# Minimum Spanning Tree

## Problem Description

This benchmark computes a minimum spanning tree in a weighted undirected graph with by using Boruvka's algorithm.## Algorithm

The algorithm is implemented by successive edge-relaxations of the minimum weight edges. However, since an explicit edge-relaxation involves modifying the graph, the implementation performs edge-relaxation indirectly. This is done by keeping track of the set of nodes that have been merged, called components, which avoids modifications to the graph. Each component's size grows in each iteration, while the number of components reduces (due to components getting merged). The algorithm terminates when only one component remains. When the input graph is disconnected, the algorithm terminates when the number of components does not change in an iteration and it computes a minimum spanning forest.

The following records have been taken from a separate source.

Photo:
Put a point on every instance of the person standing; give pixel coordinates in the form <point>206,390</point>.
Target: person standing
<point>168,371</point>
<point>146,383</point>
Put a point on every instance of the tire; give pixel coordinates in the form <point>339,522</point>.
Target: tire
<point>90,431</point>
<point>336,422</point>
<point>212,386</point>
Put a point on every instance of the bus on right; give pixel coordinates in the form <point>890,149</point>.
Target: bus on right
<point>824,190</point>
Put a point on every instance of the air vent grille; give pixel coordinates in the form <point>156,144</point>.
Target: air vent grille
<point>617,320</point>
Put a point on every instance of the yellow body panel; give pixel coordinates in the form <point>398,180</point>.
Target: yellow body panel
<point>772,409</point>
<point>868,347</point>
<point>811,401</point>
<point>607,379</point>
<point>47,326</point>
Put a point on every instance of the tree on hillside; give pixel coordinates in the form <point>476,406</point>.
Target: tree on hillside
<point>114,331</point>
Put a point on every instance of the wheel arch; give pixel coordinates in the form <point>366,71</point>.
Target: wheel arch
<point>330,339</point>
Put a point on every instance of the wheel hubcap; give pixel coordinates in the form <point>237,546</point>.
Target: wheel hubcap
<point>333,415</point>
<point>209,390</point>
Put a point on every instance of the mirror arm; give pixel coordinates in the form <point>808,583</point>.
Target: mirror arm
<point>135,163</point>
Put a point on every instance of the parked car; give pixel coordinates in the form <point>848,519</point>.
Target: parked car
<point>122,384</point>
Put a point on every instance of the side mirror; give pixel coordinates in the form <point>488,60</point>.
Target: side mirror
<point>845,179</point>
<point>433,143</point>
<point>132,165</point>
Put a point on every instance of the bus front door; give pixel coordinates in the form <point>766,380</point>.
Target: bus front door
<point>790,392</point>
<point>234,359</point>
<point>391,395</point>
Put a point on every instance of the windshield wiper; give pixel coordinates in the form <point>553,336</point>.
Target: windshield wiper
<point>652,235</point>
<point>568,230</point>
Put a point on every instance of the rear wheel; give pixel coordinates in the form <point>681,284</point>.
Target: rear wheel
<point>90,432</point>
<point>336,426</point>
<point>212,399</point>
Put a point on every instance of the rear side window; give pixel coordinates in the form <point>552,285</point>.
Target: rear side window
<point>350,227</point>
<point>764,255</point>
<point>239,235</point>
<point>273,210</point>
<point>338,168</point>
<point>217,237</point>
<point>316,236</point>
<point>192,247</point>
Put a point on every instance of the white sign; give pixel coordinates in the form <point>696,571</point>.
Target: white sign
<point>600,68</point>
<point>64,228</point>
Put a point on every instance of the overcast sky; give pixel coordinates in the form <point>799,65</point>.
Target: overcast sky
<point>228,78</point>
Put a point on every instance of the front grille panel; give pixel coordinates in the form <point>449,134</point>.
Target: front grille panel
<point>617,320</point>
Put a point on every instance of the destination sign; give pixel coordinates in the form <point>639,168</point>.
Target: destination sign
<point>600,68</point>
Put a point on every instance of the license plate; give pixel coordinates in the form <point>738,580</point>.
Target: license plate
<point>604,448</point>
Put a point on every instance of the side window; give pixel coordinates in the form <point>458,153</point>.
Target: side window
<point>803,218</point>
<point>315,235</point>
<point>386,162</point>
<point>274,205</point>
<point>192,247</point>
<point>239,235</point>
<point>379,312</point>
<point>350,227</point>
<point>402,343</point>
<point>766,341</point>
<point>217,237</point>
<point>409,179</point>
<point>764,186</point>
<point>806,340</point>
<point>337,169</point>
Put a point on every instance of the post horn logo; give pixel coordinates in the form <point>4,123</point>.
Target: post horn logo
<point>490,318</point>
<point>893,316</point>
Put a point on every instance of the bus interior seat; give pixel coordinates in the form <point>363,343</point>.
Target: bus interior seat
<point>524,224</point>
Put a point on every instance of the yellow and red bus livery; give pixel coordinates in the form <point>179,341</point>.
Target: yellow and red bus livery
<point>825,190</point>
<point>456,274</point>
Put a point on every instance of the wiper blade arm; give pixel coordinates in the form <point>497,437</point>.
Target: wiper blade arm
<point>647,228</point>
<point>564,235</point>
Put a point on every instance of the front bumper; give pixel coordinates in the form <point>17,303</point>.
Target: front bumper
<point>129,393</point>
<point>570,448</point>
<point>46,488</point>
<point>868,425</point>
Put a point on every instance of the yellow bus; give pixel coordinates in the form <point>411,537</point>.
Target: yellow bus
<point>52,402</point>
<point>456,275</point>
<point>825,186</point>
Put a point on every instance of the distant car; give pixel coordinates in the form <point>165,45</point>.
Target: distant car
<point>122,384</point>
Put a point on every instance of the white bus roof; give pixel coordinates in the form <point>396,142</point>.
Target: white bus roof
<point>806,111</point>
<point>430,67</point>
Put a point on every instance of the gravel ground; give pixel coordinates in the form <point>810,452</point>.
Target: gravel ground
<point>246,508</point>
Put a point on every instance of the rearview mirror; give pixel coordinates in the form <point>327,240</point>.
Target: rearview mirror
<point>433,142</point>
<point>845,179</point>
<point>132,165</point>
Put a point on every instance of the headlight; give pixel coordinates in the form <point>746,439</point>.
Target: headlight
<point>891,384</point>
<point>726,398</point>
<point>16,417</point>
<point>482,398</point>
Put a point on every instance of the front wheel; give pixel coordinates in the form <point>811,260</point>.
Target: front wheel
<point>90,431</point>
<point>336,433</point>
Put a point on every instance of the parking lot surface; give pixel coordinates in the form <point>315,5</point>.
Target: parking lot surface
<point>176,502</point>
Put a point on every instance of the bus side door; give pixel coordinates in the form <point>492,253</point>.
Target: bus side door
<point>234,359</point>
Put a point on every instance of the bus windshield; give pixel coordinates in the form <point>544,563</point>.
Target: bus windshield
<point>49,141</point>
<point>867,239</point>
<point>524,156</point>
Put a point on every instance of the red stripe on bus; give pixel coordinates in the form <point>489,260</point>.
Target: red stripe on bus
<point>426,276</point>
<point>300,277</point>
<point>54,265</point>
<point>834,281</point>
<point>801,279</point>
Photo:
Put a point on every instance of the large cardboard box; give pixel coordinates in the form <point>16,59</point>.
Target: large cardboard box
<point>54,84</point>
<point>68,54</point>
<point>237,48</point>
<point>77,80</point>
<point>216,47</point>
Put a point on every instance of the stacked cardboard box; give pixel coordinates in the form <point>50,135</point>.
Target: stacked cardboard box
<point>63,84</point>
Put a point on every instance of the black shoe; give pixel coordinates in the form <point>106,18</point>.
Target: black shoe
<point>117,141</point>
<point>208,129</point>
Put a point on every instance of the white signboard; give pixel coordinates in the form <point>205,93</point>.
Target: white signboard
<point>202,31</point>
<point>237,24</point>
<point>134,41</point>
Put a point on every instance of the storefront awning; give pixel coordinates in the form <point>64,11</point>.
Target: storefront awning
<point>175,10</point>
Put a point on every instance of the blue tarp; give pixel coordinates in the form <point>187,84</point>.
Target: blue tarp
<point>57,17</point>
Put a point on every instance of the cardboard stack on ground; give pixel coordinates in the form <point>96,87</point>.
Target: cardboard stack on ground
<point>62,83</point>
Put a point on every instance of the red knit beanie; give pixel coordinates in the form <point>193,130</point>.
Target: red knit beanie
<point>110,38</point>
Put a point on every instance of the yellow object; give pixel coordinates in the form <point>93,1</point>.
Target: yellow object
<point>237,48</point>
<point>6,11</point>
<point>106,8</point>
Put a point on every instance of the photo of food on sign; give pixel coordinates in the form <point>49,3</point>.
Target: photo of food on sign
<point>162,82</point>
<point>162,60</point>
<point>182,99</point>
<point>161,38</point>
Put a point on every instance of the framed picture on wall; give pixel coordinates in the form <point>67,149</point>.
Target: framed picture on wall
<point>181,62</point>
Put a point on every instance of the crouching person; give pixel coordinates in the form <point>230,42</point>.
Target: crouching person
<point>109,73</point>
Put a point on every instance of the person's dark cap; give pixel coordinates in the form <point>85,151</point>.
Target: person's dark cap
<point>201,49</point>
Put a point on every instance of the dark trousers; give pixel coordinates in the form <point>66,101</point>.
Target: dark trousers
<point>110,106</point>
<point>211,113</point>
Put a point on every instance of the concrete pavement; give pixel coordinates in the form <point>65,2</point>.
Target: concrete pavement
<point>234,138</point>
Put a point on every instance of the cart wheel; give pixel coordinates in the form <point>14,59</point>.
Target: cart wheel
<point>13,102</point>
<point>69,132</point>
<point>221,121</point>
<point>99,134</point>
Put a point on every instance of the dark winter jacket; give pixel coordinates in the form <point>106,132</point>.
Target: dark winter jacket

Figure: Before edge-contraction and after edge-contraction

The computation is split across a sequence of kernels. This program is generated by IrGL compiler.

do { find the minimum weight edge out of each component; merge a component with its partner; } while the number of components changes;

**NOTE:**Only use the symmetric graph files (.sym.gr) as inputs.

## Performance

The benchmark is written in CUDA.Compile as:

`make`

Execute as:

`mst <graphfile>`

e.g.,

`mst USA-road-d.FLA.sym.gr`

Graph | Time (ms) |
---|---|

FLA.sym | 35 |

rmat12.sym | 8 |

2d-2e20.sym | 124 |

The above performance is observed on a 1733.500 Mhz GeForce GTX 1080 6000 with 8119 MB of main memory.